Valle-Inclán, los gnomos y el tesoro escondido
/Dos grandes, Valle-Inclán y el teósofo y sabio Mario Roso de Luna, y un tesoro escondido. «No quiero la opulencia, amigo Mario —le decía Valle a Roso de Luna—, sino un decoroso bienestar. Ayúdeme a localizar uno de esos tesoros», es una de las grandes frases que aparecen en la novela de Ramón J. Sender El verdugo afable (1952), donde recoge un curioso encuentro entre dos hombres que escribieron parte de la historia de su tiempo.

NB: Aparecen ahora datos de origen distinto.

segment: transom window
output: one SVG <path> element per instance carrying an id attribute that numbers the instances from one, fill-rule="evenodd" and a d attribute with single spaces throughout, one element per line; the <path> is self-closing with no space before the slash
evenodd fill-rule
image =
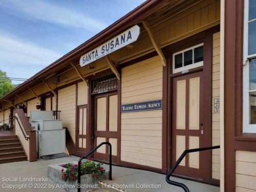
<path id="1" fill-rule="evenodd" d="M 117 88 L 117 79 L 114 74 L 94 79 L 92 83 L 92 93 L 106 92 Z"/>
<path id="2" fill-rule="evenodd" d="M 244 24 L 244 133 L 256 133 L 256 1 L 245 0 Z"/>
<path id="3" fill-rule="evenodd" d="M 202 66 L 204 46 L 201 44 L 173 55 L 173 73 Z"/>

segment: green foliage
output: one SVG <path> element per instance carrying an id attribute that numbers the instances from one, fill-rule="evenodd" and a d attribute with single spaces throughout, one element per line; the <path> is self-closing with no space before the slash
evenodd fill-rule
<path id="1" fill-rule="evenodd" d="M 6 79 L 2 78 L 7 77 L 6 73 L 0 70 L 0 98 L 15 88 L 15 86 L 12 84 L 11 80 L 8 78 Z"/>
<path id="2" fill-rule="evenodd" d="M 102 163 L 95 163 L 94 161 L 90 160 L 81 164 L 81 175 L 88 174 L 92 174 L 92 177 L 94 181 L 98 180 L 99 176 L 102 175 L 105 172 L 105 169 L 101 166 Z M 61 170 L 61 179 L 63 181 L 76 180 L 78 175 L 78 165 L 71 163 L 61 164 L 62 167 L 66 168 Z"/>

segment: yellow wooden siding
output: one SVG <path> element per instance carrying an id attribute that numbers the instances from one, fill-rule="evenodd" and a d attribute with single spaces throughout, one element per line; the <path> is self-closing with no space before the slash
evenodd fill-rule
<path id="1" fill-rule="evenodd" d="M 9 114 L 10 114 L 10 110 L 9 109 L 5 110 L 4 114 L 5 119 L 4 120 L 5 120 L 5 123 L 9 124 Z"/>
<path id="2" fill-rule="evenodd" d="M 61 89 L 58 92 L 58 110 L 63 127 L 67 127 L 75 143 L 76 85 Z"/>
<path id="3" fill-rule="evenodd" d="M 0 123 L 4 124 L 4 112 L 0 112 Z"/>
<path id="4" fill-rule="evenodd" d="M 211 142 L 212 145 L 220 144 L 220 113 L 214 112 L 214 99 L 220 98 L 220 32 L 212 36 L 212 76 Z M 211 155 L 211 177 L 220 179 L 220 150 L 212 150 Z"/>
<path id="5" fill-rule="evenodd" d="M 256 152 L 236 152 L 236 191 L 256 191 Z"/>
<path id="6" fill-rule="evenodd" d="M 34 99 L 28 101 L 28 108 L 27 108 L 27 116 L 30 116 L 30 111 L 37 111 L 40 110 L 37 110 L 36 105 L 38 103 L 40 103 L 40 101 L 38 99 Z"/>
<path id="7" fill-rule="evenodd" d="M 88 101 L 88 87 L 84 81 L 77 83 L 77 105 L 86 104 Z"/>
<path id="8" fill-rule="evenodd" d="M 158 56 L 122 68 L 121 76 L 122 103 L 162 99 Z M 121 114 L 122 161 L 162 168 L 162 110 Z"/>

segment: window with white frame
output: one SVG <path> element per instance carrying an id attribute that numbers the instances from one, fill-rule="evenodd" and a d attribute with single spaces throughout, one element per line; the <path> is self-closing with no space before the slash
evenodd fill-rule
<path id="1" fill-rule="evenodd" d="M 243 132 L 256 133 L 256 1 L 245 0 Z"/>
<path id="2" fill-rule="evenodd" d="M 202 66 L 204 45 L 201 44 L 173 54 L 173 73 Z"/>

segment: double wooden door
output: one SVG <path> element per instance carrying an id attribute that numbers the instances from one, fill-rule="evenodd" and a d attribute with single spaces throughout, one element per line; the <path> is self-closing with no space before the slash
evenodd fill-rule
<path id="1" fill-rule="evenodd" d="M 112 145 L 112 158 L 117 161 L 118 146 L 118 104 L 116 92 L 96 95 L 94 97 L 94 146 L 102 142 Z M 94 153 L 94 158 L 109 161 L 108 145 L 103 145 Z"/>
<path id="2" fill-rule="evenodd" d="M 172 164 L 185 150 L 205 147 L 204 126 L 204 90 L 203 72 L 195 72 L 172 79 Z M 209 110 L 211 110 L 209 109 Z M 210 163 L 210 152 L 187 154 L 176 173 L 194 178 L 205 176 L 204 166 Z M 210 173 L 208 173 L 209 174 Z"/>

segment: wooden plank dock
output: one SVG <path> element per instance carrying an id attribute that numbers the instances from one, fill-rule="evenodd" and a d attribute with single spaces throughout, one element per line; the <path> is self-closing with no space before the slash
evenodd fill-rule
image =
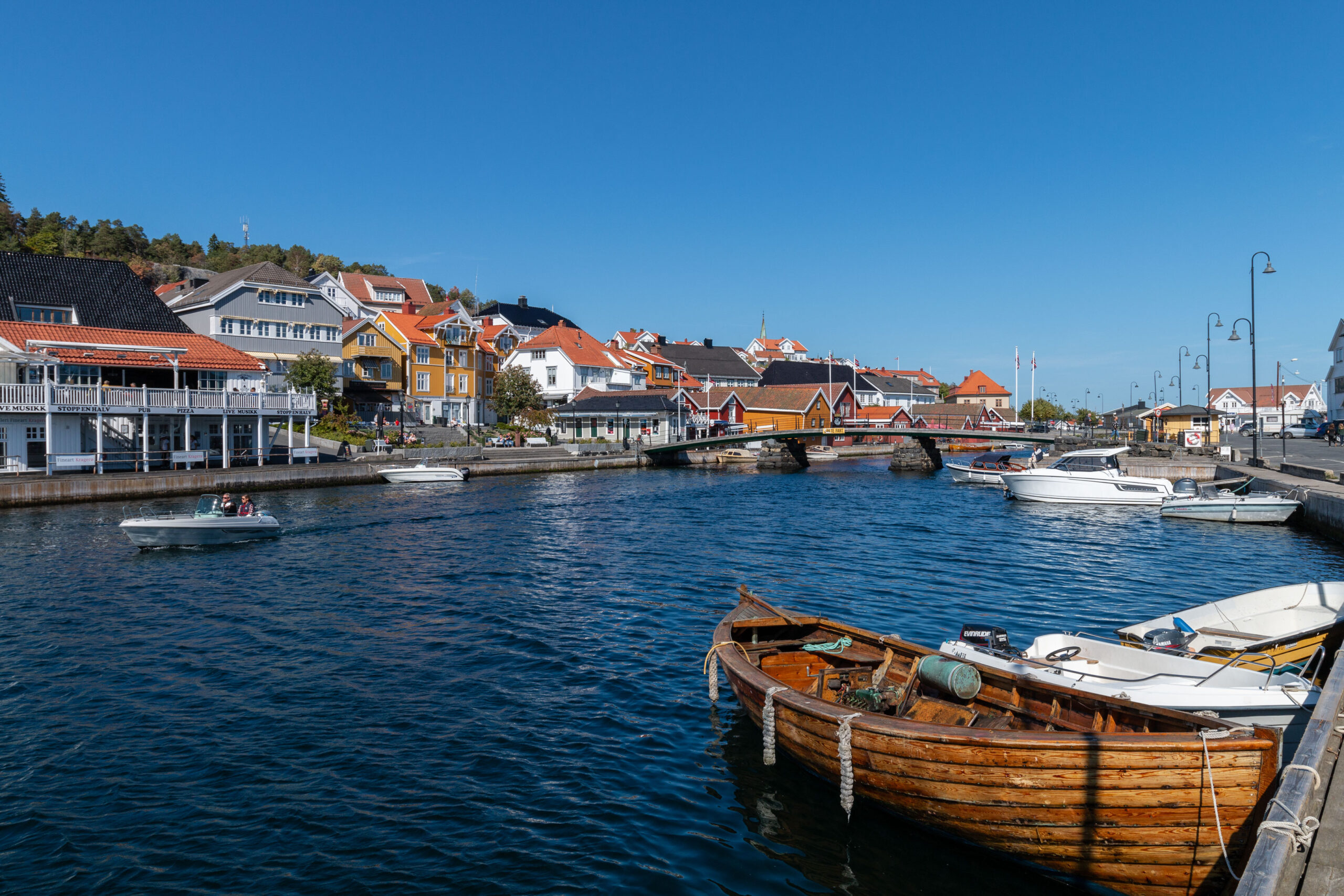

Ambos eran buenos amigos. Roso de Luna dedicó De gentes de otro mundo (1917), perteneciente a su monumental Biblioteca de las Maravillas, a Valle-Inclán y, este, a su vez, admiraba al sabio y nunca ocultó su fascinación por el mundo esotérico. Roso de Luna, con fama de adivino y ocultista con capacidades mágicas (Ramón y Cajal, lo describió como «nuestro elocuente escritor y simpático brujo»), fue consultado por su colega Valle-Inclán sobre un misterioso tesoro. Valle-Inclán, que se encontraba en una situación económica precaria, le preguntó mediante una carta acerca de un tesoro que había permanecido oculto durante siglos. Roso de Luna, sin dudarlo, aseguró que no andaba descaminado: el tesoro existía y había pertenecido a un rey moro de Guadalajara: «Guadalajara quiere decir en árabe “río del excremento”, pero no todo lo que llevaba el río era escoria. Tuvo también oro», añadió. Además, para feliz sorpresa de su amigo, indicó su ubicación exacta: entre el río y la arboleda antiguamente conocida como Morabito de Abd-Ala. Sin embargo, la alegría de Valle-Inclán duró muy poco. Había problemas, escollos importantes:
«Sí —dijo Roso de Luna —. Hay siete gnomos».
«Debí figurármelo. Siete. ¿Y los gnomos se muestran propicios?».
«Hasta ahora, sí, don Ramón. Pero hay que esperar».
Al parecer, el Mago de Logrosán, como era conocido Roso de Luna, sí que había tenido una revelación, pero en esta se aseguraba que Valle-Inclán, una vez localizado el botín, haría un mal uso de la fortuna. «Roso de Luna —escribió Ramón J. Sender— insistió en que no podía poner en manos de Valle-Inclán una fortuna sabiendo que iba a hacer de ella un uso irregular. El mago, gordo, pequeño, sonrosado, con la punta del cigarrillo turco iluminando a cada inhalación la tenacita de plata, con los ojos pequeños y brillantes, parecía una especie de superintendente secreto y universal de los gnomos».
Valle-Inclán fue un empedernido buscador de tesoros. Devoto de El libro magno de San Cipriano (1892), un grimorio muy célebre en la época, intentó hallar más de un tesoro siguiendo los consejos de este. El libro está atribuido a San Cipriano de Antioquia, y buena parte de este se dedica a hacer referencias a legendarios tesoros, incluyendo también, en muchas de sus ediciones, una lista de tesoros del Reino de Galicia y de partes de Portugal, con localizaciones detalladas de dónde encontrarlos.
Ricardo Baroja, que fue quien sacó a relucir esta sorprendente historia que le había contado el mismo J. Sender en una de sus visitas al Ateneo de Madrid, comentó los infructuosos esfuerzos de Valle-Inclán por hacer fortuna gracias al mundo oculto. Pero incluso lo invisible tiene sus desagradables sorpresas y no siempre sale todo como uno desearía: cuando no erraba en sus cálculos, estaba custodiado por malvados gnomos.